Re: [PATCH] Revert "scsi: mpt3sas: Fix secure erase premature termination"

From: James Bottomley
Date: Mon Jan 16 2017 - 09:24:23 EST


On Mon, 2017-01-16 at 10:22 +0100, Ingo Molnar wrote:
> * James Bottomley <James.Bottomley@xxxxxxxxxxxxxxxxxxxxx> wrote:
>
> > On Sun, 2017-01-15 at 10:19 +0100, Ingo Molnar wrote:
> > > So there's a new mpt3sas SCSI driver boot regression, introduced
> > > in
> > > this merge window, which made one of my servers unbootable.
> >
> > We're not reverting a fix that would cause regressions for others.
>
> You really need to reconsider that stance ...
>
> > However, The fix was manifestly wrong, so does this fix of the fix
> > work for you:
> >
> > http://marc.info/?l=linux-scsi&m=148329237807604
> >
> > It's been languishing a bit because no-one seemed to care enough to
> > test or review it. IOf you can add a tested by, that will give the
> > two
> > we need to push it.
>
> I have tested your other patch that you pointed to:
>
> http://marc.info/?l=linux-scsi&m=148449968522828
>
> Which patch fixes the bug too (I removed my revert first) - so you
> can add my:
>
> Reported-by: Ingo Molnar <mingo@xxxxxxxxxx>
> Tested-by: Ingo Molnar <mingo@xxxxxxxxxx>

Thanks ... just checking you tested the second version with the
concurrency part?

> BTW., is it wise to work around the out of spec firmware in the
> mpt3sas code and leave the overly optimistic assumptions in the SCSI
> code intact? The problem is that other SCSI hardware could be
> affected as well - and especially enterprise class server hardware
> has long testing and thus regression latencies (as my example
> proves).

Realistically, there is no other card. Every other SAS implementation
uses the in-kernel SAT, which does the right thing. We've suggested on
a few occasions that the mpt SAS might like to use it as well, given we
keep tripping on SAT problems in their firmware.

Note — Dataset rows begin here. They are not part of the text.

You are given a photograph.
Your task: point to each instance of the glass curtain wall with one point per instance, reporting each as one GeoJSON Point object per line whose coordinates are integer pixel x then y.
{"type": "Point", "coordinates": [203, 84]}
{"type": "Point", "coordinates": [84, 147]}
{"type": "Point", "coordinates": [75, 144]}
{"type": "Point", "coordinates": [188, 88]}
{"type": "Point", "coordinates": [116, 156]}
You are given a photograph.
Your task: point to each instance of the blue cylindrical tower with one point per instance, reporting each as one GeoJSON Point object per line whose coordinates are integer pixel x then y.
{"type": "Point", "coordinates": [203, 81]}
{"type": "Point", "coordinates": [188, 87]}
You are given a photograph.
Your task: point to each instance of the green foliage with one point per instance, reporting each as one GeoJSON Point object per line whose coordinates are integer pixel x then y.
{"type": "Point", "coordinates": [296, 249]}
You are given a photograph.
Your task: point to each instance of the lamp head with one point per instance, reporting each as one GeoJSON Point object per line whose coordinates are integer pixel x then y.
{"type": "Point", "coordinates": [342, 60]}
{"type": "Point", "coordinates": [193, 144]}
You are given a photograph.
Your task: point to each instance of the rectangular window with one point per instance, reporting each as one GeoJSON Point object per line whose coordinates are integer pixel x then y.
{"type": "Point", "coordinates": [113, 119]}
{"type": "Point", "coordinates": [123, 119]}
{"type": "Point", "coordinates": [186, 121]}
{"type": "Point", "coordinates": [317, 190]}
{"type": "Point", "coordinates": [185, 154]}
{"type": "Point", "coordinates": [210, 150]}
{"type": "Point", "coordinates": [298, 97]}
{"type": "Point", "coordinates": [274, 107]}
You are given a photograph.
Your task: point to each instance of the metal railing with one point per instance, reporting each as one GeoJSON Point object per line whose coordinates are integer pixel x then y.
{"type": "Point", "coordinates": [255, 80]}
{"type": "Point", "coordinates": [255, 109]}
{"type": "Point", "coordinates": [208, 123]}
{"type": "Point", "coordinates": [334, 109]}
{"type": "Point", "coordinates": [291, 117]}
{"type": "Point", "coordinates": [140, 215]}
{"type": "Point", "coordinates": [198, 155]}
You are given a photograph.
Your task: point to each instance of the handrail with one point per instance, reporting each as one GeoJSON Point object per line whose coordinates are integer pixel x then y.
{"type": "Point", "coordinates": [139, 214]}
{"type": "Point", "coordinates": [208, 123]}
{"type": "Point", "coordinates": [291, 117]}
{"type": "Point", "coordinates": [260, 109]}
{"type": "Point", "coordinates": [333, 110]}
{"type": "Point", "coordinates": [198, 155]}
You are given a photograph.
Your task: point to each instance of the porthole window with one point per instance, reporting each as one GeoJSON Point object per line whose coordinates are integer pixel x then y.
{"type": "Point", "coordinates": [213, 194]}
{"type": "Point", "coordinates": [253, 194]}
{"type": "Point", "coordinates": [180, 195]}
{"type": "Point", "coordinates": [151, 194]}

> Wouldn't it be more robust to only submit one pass-through command at
> a time from the SCSI layer, and maybe opt-in hardware that is known
> to implement the SAT standard fully?

Unfortunately it's a lot more complex: the standard gives a queueing
mechanism for SAT pass through, so mostly you *can* have multiple
commands outstanding, so it looks like we shouldn't globally restrict
that. However, it seems the mpt3 firmware is using a queue single
command model *and* not doing the right thing with return codes hence
the failure. Since the failure mode is mpt3 specific, I think the best
place for the fix is in their code. We can revisit this decision if
something else comes along that also has this problem (UAS springs to
mind).

James


> (But I'm just kibitzing here really.)